Thomas Freeman, senior associate solicitor in the Real Estate Disputes Team at Irwin Mitchell, added: “In the short-term, the case is likely to be misunderstood as having been decided on the grounds of “privacy”. There are likely to be many people concerned about the use of neighbouring land or its proposed development who will seek to rely on it. However, the case was concerned the law of nuisance and not privacy. The Judgment is clear that the ordinary use of land, including for ordinary instances of overlooking or development, will not constitute a nuisance.”
“The case is important because the Supreme Court has re-stated the law of nuisance. In doing so, it has rejected the notion that there is a “reasonable user” test, or that the “reasonable use” of land in all the circumstances will provide a defence to claim in nuisance. Rather, the questions of whether the interference is substantial, and whether it emanates from an ordinary use of the land or not, are of paramount importance.

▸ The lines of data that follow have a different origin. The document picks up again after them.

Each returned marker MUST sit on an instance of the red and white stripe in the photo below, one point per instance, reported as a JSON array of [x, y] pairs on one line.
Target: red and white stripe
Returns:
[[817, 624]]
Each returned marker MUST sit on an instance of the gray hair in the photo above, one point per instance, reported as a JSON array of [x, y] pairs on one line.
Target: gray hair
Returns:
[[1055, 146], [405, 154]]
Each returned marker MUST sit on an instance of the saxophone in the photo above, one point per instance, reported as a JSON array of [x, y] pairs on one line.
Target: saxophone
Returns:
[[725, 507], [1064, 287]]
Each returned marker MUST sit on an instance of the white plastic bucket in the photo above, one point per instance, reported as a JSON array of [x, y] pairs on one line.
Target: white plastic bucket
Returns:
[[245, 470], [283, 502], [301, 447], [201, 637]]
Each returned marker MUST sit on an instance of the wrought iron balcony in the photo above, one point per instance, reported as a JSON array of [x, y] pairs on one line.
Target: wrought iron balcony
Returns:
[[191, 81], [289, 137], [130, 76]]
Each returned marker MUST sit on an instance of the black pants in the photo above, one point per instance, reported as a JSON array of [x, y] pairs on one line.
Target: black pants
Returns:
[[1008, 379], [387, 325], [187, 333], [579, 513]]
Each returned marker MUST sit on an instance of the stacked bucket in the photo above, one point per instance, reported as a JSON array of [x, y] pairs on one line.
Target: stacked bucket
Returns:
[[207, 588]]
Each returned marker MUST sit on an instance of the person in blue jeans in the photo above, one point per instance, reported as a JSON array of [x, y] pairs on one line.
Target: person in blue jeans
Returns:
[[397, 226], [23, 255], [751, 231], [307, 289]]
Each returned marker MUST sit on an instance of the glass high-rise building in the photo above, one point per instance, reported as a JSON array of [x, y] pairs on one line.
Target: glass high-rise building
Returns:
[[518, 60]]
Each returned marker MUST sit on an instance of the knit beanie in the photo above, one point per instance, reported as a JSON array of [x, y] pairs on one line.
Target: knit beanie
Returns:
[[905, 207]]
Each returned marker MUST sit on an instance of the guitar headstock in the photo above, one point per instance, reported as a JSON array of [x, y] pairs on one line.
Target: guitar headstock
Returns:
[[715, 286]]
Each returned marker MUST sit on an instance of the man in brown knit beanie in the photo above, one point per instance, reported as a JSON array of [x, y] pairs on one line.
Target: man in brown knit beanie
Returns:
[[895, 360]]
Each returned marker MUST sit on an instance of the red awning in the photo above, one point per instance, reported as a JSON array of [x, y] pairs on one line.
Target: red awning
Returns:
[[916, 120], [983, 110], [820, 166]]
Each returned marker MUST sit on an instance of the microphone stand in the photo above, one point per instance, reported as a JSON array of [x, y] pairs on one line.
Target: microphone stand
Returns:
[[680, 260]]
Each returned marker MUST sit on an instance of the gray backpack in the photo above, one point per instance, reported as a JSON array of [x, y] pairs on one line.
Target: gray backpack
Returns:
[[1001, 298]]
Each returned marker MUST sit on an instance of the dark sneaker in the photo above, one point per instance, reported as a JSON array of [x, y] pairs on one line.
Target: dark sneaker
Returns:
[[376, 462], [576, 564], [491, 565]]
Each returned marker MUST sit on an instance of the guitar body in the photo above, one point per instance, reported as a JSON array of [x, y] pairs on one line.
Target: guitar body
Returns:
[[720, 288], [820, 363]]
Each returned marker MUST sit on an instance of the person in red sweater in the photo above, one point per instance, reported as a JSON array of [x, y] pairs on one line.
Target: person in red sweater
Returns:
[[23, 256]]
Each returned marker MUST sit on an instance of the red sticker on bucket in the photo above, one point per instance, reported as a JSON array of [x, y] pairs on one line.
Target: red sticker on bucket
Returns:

“In the longer term, it is the question of “ordinary use” which is likely to generate satellite litigation. It is difficult to assess ordinary use by reference to locality in highly developed mixed areas, or where new uses are to be introduced to an area or are developed incrementally over time.”
“Finally, the Supreme Court avoided the question of whether the owners should be awarded damages or an injunction. This is a missed opportunity for the Court to provide guidance in an area which, as the Court itself acknowledged, has been uncertain since the issue was last examined by the Supreme Court in Coventry v Lawrence.”